Alopecia Areata Treatment

This is a rare form of hair loss, caused by an immune system response to an infection or injury. Treatment options include topical corticosteroids ( Dermablend ), systemic corticosteroids ( Prednisone ), and hydrotherapy ( RPET ). Systemic corticosteroids are the most effective treatment for alopecia areata, but they can be dangerous and have long-term side effects. Hydrotherapy is less effective than other treatments and has fewer side effects, but it is not available in most countries.

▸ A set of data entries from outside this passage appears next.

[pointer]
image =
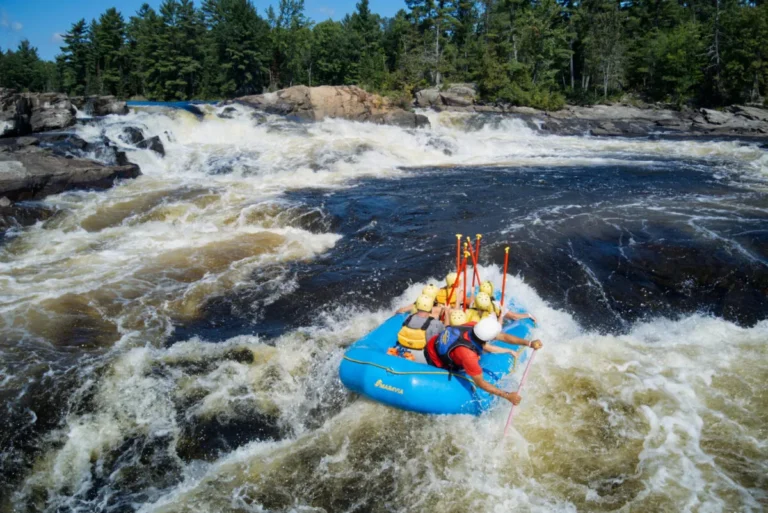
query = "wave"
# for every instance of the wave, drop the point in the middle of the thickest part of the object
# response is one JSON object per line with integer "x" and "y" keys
{"x": 607, "y": 421}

Telogen Effluvium Treatment

Treatment options include minoxidil ( Rogaine ), topical creams ( Rogaine foam ), or injections (Propecia). Minoxidil is the most common treatment for telogen effluvium, but it may not work for everyone. Topical creams are the most effective option, but they can be difficult to apply correctly. Injections are the fastest and most effective treatment, but they can also be expensive and require regular visits to the doctor.

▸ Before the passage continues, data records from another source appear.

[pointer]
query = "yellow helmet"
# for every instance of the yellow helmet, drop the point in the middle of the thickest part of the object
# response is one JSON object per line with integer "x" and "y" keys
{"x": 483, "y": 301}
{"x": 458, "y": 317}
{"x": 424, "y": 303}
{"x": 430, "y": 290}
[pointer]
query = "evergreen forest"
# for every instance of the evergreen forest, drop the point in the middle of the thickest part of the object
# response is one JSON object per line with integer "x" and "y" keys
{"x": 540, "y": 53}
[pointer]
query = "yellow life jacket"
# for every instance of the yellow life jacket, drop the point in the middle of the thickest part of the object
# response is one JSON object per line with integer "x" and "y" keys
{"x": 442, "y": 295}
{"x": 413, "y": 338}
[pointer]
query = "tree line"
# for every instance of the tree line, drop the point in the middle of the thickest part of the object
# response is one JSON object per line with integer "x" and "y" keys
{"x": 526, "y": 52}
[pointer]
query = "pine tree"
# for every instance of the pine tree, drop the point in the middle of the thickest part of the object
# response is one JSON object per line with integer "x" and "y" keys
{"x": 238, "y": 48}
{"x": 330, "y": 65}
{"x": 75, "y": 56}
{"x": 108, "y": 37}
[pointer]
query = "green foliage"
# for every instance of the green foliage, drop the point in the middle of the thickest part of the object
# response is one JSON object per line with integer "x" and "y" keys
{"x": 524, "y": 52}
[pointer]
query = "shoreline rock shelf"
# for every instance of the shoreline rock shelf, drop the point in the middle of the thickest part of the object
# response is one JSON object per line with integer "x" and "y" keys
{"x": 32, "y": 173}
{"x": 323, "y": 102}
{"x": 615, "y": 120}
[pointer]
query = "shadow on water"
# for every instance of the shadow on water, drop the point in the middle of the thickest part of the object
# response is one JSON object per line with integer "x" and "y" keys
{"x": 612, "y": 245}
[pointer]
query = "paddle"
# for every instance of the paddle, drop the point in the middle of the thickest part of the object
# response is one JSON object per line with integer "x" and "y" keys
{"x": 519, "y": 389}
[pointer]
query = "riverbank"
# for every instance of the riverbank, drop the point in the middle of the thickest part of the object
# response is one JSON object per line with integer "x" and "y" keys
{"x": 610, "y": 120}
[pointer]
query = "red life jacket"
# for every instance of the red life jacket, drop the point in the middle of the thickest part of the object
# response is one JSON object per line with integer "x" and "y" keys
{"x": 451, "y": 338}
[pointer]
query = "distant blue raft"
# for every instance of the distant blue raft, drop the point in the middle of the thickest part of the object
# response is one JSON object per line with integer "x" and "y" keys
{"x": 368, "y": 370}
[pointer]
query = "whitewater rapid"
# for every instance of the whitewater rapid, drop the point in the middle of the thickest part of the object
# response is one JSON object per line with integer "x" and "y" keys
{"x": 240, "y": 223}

Central Centrifugal Cicatricial Alopecia Treatment

There is no cure for central centrifugal cicatricial alopecia, but there are treatments that can help manage the condition. Some people use medications to control hair loss. Others have surgery to remove the patches of hair that are lost in CCCA. Both treatments can be successful in restoring some hair loss, but the condition often returns over time. Some people may also find relief from hair loss through natural means, such as using herbs and supplements.

Conclusion

There are a variety of hair loss treatments available on the market today, and each has its own benefits and drawbacks. Here we have discussed some of the most common types of hair loss and the various treatment options available.

Pamela Foester

Pamela Foester is the beauty editor of Vogue Mag. She has a reputation for being a tough critic, but her readers know her to be incredibly honest and fair regarding their reviews, which is why she's earned such a large following.